From: Brett Davis on
> > Programming hotshots have done so much damage.
>
> Damage?
> That is clean code that is easy to read and understand.
>
> > And they brag about it.
>
> Only one in a hundred programers know an optimizaton like that, for
> half of comp.arch to be that good says good things about comp.arch.
>
> > I watched some doing one-upsmanship while the earth was still being
> > created, and I decided I wanted nothing to do with it. I think I
> > showed good judgment (rare for me).
>
> I thought I was generous giving away top secrets that most everyone
> else hoards.
>
> If you remember the story about the programmer told to add a cheat
> to the blackjack program so the customer would always win...

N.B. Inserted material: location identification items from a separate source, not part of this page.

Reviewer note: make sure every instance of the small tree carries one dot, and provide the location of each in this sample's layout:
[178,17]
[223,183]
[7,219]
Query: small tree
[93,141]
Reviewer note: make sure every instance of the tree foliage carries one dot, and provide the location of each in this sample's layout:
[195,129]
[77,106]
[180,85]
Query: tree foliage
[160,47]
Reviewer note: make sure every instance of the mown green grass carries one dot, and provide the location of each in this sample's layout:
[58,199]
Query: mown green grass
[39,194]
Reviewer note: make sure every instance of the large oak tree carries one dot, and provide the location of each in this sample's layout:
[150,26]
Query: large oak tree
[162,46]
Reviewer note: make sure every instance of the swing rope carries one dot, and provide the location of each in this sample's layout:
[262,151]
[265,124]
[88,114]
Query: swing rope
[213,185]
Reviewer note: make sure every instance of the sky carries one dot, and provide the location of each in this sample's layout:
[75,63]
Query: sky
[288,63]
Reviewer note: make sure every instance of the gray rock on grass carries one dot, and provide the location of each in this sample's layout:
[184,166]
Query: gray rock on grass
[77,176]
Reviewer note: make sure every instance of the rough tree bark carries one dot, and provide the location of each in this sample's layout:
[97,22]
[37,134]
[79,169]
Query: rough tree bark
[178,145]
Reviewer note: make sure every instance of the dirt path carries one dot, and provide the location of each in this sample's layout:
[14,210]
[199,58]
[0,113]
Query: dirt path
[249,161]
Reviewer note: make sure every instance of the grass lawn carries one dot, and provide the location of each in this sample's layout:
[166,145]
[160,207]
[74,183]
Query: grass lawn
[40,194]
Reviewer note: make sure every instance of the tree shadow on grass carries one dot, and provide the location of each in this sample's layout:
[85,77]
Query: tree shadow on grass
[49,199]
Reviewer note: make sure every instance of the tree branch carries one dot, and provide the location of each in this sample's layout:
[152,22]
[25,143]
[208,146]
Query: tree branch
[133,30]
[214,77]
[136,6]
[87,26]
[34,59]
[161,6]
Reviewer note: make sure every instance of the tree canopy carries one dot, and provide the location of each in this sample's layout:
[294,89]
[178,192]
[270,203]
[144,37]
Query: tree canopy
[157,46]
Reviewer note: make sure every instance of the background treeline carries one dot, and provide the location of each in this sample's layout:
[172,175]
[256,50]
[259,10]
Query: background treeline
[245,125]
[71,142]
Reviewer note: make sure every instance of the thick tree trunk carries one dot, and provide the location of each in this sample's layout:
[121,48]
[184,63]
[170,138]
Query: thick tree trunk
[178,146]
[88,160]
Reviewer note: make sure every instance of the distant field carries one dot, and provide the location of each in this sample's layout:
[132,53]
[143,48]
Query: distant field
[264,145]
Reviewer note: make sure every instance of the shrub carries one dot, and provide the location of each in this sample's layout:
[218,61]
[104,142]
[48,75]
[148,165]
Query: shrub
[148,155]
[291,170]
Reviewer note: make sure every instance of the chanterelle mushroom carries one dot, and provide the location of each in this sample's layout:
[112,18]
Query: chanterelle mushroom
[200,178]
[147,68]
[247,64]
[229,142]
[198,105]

The Story of Mel, a Real Programmer
http://www.cs.utah.edu/~elb/folklore/mel.html

> I am not him, my code is clear and readable.
>
> Brett ;)
From: nmm1 on
In article <4BCB4C2A.8080601(a)patten-glew.net>,
Andy \"Krazy\" Glew <ag-news(a)patten-glew.net> wrote:
>On 4/18/2010 1:36 AM, nmm1(a)cam.ac.uk wrote:
>> As I have
>> posted before, I favour a heterogeneous design on-chip:
>>
>> Essentially uninteruptible, user-mode only, out-of-order CPUs
>> for applications etc.
>> Interuptible, system-mode capable, in-order CPUs for the kernel
>> and its daemons.
>
>This is almost opposite what I would expect.
>
>Out-of-order tends to benefit OS code more than many user
>codes. In-order coherent threading benefits manly fairly stupid codes
>that run in user space, like multimedia.
>
>I would guess that you are motivated by something like the following:
>
>System code tends to have unpredictable branches, which hurt many OOO
>machines.
>
>System code you may want to be able to respond to interrupts easily. I
>am guessing that you believe that OOO has worse interrupt latency. That
>is a misconception: OOO tends to have better interrupt latency, since
>they usually redirect to the interrupt handler at retirement. However,
>they lose more work.

No, not at all. You are thinking performance - I am thinking RAS.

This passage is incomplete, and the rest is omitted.